So you’ve got a dozen or so crappy Word documents collected over the years in a variety of formats, from .doc to .docx, and perhaps even a PDF or two, listing the biographies of speakers at this or that event, or the members of this or that group (a set of company directors, for example). And your task is to identify the names of the people identified in those documents and the companies they have been associated with.
Or you’ve been presented with a set of scanned PDF documents, where the text is selectable, or worse, a set of png images of text documents. And you have a stack of them to search through to find a particular name. What do you do?
Apart from cry a little, inside?
If the documents were HTML web pages, you might consider writing a scraper, using the structure of the HTML document to help you identify different meaningful elements within a webpage, and as a result try to recreate the database that contained the data that was used to generate the web pages.

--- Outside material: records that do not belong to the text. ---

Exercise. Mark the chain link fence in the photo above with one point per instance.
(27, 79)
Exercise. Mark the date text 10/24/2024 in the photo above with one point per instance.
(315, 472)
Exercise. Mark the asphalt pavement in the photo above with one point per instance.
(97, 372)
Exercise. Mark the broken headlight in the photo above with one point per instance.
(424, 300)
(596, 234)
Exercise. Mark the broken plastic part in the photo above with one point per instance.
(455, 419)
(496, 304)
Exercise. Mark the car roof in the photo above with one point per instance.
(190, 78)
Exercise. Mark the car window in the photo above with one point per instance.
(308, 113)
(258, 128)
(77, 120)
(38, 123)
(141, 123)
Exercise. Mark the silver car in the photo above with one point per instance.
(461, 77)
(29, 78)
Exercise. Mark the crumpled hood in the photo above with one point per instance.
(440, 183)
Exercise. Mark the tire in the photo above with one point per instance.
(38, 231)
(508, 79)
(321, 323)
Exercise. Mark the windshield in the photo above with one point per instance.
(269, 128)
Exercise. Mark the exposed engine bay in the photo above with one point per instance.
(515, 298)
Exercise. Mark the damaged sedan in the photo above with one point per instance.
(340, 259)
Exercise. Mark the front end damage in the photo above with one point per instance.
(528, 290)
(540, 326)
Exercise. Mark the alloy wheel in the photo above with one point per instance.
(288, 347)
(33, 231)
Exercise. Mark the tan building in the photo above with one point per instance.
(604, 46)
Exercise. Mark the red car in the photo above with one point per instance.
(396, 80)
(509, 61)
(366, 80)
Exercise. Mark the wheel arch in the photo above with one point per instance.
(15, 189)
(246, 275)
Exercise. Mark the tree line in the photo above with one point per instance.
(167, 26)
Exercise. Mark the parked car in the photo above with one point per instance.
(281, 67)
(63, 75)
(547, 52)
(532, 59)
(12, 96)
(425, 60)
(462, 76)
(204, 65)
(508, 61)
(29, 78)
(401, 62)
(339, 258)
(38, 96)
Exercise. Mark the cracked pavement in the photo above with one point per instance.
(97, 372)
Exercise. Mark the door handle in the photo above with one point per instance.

But in a stack of arbitrary documents, or scanned image files, there is no consistent template you can work with to help you write the one scraper that will handle all the documents.
So how about a weaker form of document parsing? Text extraction, for example. Rather than trying to recreate a data base, how about we settle for just getting the text (the sort of thing a search engine might extract from a set of documents that it can index and search over, for example).
Something like this Microsoft Office (word) doc for example:
Or this scanned PDF (the highlighted text shows the text is copyable as such – so it is actually in the document as text):
Or this image I captured from a fragment of the scanned PDF – no text as such here…:
What are we to do?
Here’s where Apache Tika can help…
Apache Tika is like magic; give a document and it’ll (try) to give you back the text it contains. Even if that document is an image. Tika is quite a hefty bit of code, but it’s something you can run quite easily yourself as a service, using the magic of dockers containers.
In this example, I’m running Apache Tika as a web service in the cloud for a few pennies an hour; and yes, you can do this yourself – instructions for how to run Apache Tika in the cloud or on your own computer are described at the end of the post…
In my case, I had Apache Tika running at the address http://quicktika-1.psychemedia.cont.tutum.io:8008/tika (that address is no longer working).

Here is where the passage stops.